La marquise soupira profondément et ne répondit pas.

— Ma chère Adélaïde, parlons de vous, dit-elle après un silence ; M. Godefroi a été un bon mari ; vous avez eu une vie heureuse et pleine de prospérités.

— Oui, la fortune nous a souri ; M. Godefroi est devenu immensément riche, répondit la vieille dame. Nous avons ce qu’on appelle une bonne maison, et j’en fais, je crois, assez bien les honneurs pour une parvenue.

— Comme une femme de la maison de Tuzel doit savoir faire les honneurs de chez elle, interrompit gravement la marquise.

— J’aurais pu oublier ces bonnes traditions, si la fortune n’était venue en aide à ma noblesse, répliqua en souriant la vieille dame.

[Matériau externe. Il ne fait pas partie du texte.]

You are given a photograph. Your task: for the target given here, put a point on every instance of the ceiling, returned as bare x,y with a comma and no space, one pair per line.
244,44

Par le temps où nous vivons, les gens de finance vont de pair avec tous ; M. Godefroi tout court est reçu dans le monde où vont les plus grands seigneurs du royaume, et j’y ai naturellement ma place près de lui. Nos enfans sont déjà des hommes, et leur position est toute faite ; l’un sera fermier-général comme son père, l’autre étudie les sciences naturelles : il deviendra, je l’espère, un savant. Je mène une vie calme et agréable au milieu de ma famille, dans la société des gens d’esprit, des philosophes dont je me suis entourée. J’avais débuté d’une façon plus romanesque ; mais ma première folie m’a rendue sage à tout jamais, et depuis long-temps M. Godefroi ni moi ne ressemblons plus à des personnages de roman.